Samuel estava perplexo e assustado. A aquela luz no formato de um corpo humano, só mudava de cor na parte do rosto, a cor do rosto era ocultada pelo vermelho e preto a cada cinco segundos, e quando o vermelho e preto era descortinado novamente aparecia o mesmo rosto em alguma fase diferente da vida, a cada dez segundos era o mesmo rosto numa outra faixa etária.

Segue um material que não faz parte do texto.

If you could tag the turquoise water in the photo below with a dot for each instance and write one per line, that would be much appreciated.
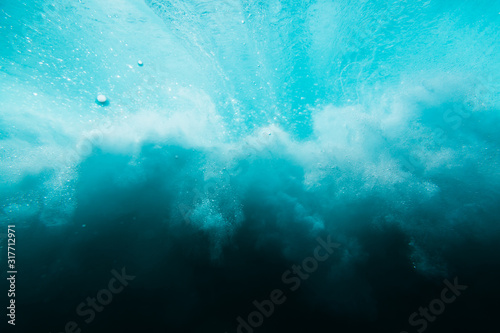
(252, 128)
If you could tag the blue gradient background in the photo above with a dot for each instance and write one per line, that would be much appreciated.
(253, 128)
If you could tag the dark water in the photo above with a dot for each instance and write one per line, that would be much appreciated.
(271, 166)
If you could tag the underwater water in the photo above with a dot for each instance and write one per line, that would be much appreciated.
(258, 166)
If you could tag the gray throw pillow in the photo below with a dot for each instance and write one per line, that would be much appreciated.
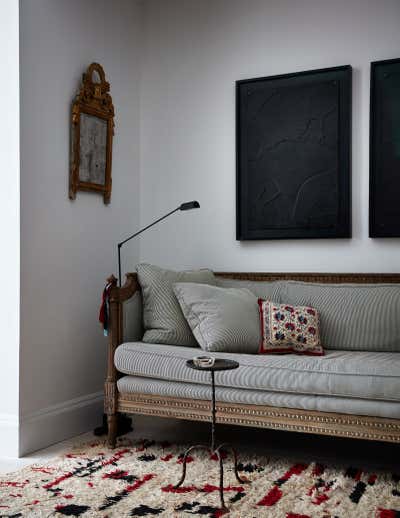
(163, 319)
(222, 319)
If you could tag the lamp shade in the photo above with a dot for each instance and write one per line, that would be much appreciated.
(189, 205)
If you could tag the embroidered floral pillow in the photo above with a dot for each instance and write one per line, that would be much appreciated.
(287, 329)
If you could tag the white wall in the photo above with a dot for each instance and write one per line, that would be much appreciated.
(9, 227)
(68, 247)
(195, 51)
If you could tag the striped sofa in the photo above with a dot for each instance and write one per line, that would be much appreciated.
(352, 391)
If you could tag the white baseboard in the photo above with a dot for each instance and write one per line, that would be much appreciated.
(9, 444)
(58, 422)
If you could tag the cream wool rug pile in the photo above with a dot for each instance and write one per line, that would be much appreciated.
(136, 479)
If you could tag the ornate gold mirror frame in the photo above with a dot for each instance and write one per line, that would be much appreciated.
(92, 135)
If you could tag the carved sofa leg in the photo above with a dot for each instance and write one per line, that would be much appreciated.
(117, 296)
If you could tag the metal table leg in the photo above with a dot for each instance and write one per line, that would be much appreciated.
(212, 450)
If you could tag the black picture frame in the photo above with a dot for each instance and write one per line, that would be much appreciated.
(312, 197)
(384, 159)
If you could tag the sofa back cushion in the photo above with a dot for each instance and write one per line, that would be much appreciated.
(163, 319)
(358, 317)
(261, 289)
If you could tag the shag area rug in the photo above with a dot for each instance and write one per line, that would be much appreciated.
(136, 479)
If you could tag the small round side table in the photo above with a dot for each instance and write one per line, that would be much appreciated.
(219, 365)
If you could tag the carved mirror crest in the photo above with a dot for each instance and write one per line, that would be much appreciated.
(92, 135)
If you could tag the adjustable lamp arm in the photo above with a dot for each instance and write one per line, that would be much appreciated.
(184, 206)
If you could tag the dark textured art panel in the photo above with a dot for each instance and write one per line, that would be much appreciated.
(293, 147)
(385, 149)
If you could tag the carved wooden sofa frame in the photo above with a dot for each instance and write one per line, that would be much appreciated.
(261, 416)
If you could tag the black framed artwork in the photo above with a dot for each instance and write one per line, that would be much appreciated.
(384, 212)
(293, 136)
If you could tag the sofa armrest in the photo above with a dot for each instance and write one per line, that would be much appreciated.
(118, 295)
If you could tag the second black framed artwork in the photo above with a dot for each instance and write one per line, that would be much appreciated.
(293, 136)
(384, 216)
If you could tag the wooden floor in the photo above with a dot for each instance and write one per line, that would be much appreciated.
(296, 446)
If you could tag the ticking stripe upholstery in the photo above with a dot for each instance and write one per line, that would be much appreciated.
(370, 407)
(353, 316)
(354, 374)
(222, 319)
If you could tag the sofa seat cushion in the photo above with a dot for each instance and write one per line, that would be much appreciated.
(355, 374)
(341, 405)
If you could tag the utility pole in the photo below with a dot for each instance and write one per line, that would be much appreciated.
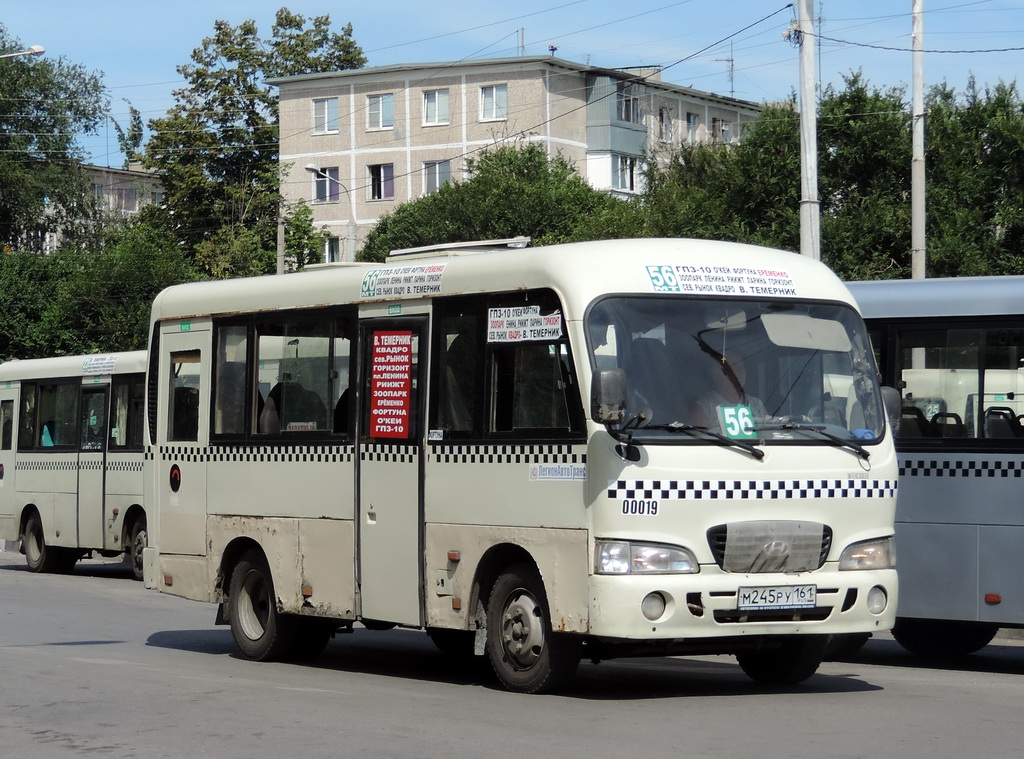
(918, 259)
(810, 208)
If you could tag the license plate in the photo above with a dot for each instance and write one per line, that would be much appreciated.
(780, 596)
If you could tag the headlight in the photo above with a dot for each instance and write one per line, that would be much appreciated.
(869, 554)
(620, 557)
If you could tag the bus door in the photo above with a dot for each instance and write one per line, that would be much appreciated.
(390, 469)
(8, 440)
(92, 466)
(182, 433)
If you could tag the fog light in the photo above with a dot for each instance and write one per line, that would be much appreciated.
(877, 599)
(653, 606)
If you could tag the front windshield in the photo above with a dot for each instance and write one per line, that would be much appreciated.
(750, 370)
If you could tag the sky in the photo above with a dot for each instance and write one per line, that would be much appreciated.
(734, 47)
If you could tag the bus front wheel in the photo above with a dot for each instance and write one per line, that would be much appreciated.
(797, 659)
(260, 632)
(525, 655)
(41, 557)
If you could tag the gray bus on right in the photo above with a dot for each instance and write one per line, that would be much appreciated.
(954, 348)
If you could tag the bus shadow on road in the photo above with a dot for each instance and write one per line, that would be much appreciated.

- Será que eu morri? Será que estou ficando maluco? Deve ser culpa daquela pizza borrachuda.

Mal terminou a última frase e a temperatura do ambiente caiu bruscamente, ele estava na sala de sua antiga casa, reconheceu o local por causa da televisão Telefunken e ao lado um porta-retratos com uma foto sua, da Lana recém-nascida e de sua ex-mulher. A forma do feixe de luz perdeu o contraste do vermelho e preto e ficou estática, praticamente congelada, ficou cinza-gelo, não havia mais a troca da mesma identidade em fases diferentes da vida, a dinâmica foi substituída pelo rosto da Lana criança.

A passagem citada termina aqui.